Sin embargo, pese a esta declaración de intenciones, el balance de la relación entre pueblos indígenas y 4T no permite ser optimista. Después de dos años de un nuevo gobierno, los pueblos originarios no cuentan con el reconocimiento a sus derechos pendiente desde que se firmaron los acuerdos de San Andrés en febrero de 1996, ni más presupuesto para sus proyectos de desarrollo, ni defensa eficaz a sus derechos humanos (de Samir Flores a Óscar Eyraud Adams en este sexenio han sido asesinados al menos 30 defensores de derechos humanos) ni respeto a sus territorios.

Para atender a las etnias, el nuevo gobierno promovió la formación del Instituto Nacional de los Pueblos Indígenas (INPI) apenas tres días después de la asunción de López Obrador. Para encabezar la nueva institución nombró a profesionistas provenientes de comunidades originarias. Desafortunadamente, no obstante el origen de sus directivos, el INPI reprodujo, sin más, los rancios vicios del indigenismo estatal de gobiernos anteriores. A lo sumo, llevó al mundo indígena las mismas políticas sociales instrumentadas para combatir la pobreza en otros sectores de la población.

En estos dos años, el INPI ha facilitado la realización de consultas a modo para avalar megaproyectos, alejadas por completo de lo establecido en el Convenio 169 de la Organización Internacional del Trabajo. Ha recreado las rancias políticas paternalistas asistenciales y clientelares del viejo régimen. Aunque declara que se necesita otra reforma constitucional sobre derechos y cultura indígenas, no da un sólo paso en esta dirección. Acepta, sin chistar, la drástica reducción de su presupuesto (40 por ciento). Guarda ominoso silencio ante el asesinato de decenas de líderes indígenas. No dice una sola palabra ante la paramilitarización de amplias regiones indias en el país. Y cierra los ojos ante el despojo empresarial de los territorios.

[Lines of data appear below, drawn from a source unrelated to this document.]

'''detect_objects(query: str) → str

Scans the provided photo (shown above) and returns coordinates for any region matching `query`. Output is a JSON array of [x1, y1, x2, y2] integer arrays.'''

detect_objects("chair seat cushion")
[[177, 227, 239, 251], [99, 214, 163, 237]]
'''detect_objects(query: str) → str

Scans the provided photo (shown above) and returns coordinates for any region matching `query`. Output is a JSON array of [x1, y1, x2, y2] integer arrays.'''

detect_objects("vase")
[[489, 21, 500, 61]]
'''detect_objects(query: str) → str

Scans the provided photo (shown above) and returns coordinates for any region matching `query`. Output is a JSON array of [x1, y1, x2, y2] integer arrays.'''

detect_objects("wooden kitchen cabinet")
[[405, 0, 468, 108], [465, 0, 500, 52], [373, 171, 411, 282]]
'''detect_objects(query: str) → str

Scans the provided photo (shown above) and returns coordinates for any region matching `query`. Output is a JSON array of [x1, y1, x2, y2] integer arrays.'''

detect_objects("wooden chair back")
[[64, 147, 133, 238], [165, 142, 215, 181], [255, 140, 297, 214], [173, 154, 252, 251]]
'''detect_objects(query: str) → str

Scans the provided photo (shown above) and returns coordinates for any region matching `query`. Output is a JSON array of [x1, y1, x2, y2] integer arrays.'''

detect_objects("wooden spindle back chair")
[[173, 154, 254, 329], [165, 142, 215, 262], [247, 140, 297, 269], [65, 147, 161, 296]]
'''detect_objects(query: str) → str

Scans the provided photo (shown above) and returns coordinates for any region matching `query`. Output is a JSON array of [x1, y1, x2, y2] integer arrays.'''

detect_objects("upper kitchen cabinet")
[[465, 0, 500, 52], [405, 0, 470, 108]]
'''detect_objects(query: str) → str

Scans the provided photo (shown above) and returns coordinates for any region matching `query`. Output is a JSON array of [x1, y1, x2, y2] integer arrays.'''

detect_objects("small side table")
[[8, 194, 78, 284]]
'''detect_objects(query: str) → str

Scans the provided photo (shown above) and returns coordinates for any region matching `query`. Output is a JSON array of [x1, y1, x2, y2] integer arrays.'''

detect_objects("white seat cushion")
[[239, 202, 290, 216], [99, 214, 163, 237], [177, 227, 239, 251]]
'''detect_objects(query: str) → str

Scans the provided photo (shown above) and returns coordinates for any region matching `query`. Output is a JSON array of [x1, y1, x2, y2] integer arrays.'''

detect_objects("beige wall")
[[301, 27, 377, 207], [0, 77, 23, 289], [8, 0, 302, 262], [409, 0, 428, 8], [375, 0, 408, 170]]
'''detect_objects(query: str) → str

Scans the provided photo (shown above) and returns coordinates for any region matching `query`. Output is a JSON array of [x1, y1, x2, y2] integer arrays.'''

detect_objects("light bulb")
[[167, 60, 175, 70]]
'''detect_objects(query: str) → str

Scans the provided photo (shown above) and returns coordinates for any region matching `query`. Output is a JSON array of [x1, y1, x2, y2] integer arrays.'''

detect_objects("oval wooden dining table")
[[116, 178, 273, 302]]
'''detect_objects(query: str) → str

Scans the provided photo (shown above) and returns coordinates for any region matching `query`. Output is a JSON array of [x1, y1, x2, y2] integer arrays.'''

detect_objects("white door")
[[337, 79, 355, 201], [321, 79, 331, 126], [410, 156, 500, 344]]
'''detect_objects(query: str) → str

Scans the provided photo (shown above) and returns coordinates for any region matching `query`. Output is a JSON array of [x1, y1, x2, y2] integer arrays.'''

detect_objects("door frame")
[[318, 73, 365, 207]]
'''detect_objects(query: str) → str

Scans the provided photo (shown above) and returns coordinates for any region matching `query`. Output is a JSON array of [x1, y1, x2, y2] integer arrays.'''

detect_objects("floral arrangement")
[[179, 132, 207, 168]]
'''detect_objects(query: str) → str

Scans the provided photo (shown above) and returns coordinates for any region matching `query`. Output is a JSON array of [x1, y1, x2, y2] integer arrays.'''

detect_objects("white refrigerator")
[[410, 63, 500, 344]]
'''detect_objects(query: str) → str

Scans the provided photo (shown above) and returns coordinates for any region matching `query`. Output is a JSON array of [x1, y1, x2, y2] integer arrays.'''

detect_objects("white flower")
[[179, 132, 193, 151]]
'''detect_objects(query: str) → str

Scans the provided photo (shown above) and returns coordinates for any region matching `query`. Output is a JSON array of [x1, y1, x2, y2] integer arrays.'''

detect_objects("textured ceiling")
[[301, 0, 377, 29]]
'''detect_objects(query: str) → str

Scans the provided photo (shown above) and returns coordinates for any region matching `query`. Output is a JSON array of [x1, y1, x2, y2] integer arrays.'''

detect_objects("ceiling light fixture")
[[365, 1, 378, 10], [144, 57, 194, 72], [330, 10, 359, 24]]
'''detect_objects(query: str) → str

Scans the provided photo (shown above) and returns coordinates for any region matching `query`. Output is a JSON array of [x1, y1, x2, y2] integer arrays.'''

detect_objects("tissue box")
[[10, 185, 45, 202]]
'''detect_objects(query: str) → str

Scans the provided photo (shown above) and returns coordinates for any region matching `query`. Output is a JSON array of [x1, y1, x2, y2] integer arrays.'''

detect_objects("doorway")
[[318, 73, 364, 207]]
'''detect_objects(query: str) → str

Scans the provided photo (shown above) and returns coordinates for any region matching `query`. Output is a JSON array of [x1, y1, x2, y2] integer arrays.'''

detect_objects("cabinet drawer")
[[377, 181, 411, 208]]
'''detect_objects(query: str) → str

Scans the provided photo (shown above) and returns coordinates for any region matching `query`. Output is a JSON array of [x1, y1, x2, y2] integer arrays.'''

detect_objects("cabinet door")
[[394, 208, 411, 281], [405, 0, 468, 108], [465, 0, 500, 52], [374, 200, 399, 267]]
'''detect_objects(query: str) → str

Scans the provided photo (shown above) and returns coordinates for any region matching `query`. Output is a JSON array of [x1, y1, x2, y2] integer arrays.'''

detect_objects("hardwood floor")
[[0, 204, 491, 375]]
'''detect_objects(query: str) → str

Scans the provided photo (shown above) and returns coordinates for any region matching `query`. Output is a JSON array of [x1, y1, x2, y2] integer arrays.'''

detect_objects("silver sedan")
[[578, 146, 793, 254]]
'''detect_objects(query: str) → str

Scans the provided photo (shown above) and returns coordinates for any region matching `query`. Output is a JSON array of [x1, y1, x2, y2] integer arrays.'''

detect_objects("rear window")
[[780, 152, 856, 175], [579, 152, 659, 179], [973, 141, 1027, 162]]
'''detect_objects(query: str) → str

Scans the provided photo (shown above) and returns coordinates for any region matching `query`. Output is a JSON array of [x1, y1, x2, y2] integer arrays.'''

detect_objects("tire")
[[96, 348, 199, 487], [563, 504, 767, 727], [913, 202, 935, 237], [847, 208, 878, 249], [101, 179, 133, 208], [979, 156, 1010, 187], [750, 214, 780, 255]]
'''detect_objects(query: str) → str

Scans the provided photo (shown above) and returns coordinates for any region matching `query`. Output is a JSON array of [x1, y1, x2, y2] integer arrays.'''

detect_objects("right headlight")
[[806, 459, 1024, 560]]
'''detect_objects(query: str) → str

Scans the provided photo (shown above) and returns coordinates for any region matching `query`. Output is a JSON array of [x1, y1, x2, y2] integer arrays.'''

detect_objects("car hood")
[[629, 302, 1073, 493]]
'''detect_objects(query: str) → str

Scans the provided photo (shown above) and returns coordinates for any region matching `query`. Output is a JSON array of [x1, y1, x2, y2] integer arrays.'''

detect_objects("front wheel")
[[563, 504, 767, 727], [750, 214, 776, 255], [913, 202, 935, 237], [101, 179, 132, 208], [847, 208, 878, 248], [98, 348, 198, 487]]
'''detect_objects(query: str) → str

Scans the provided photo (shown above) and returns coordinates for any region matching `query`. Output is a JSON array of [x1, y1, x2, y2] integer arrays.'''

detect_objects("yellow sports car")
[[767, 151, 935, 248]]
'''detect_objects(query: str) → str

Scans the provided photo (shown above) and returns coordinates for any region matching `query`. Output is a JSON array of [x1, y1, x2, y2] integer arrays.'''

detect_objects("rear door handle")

Por si fuera poco, como resultado de la falta de información y de medidas oportunas por parte del Estado para enfrentar la pandemia de Covid-19, muchas comunidades indígenas podrían estar ante las puertas de la catástrofe, debido a que la enfermedad agudizará los problemas y desigualdades en estos pueblos (https://bit.ly/2GHjBEK).

Lejos de resolver la promesa de solucionar sus demandas ancestrales y construir un nuevo trato entre Estado y comunidades indígenas, la 4T ha lanzado una ofensiva contra los territorios y la libre determinación de los pueblos originarios. Como sucede con la presa Pilares y con tantos otros proyectos, el asunto no es solicitar un hipotético perdón por lo acontecido hace 500 años, sino frenar el saqueo, despojo, explotación y discriminación que los pueblos indios viven hoy.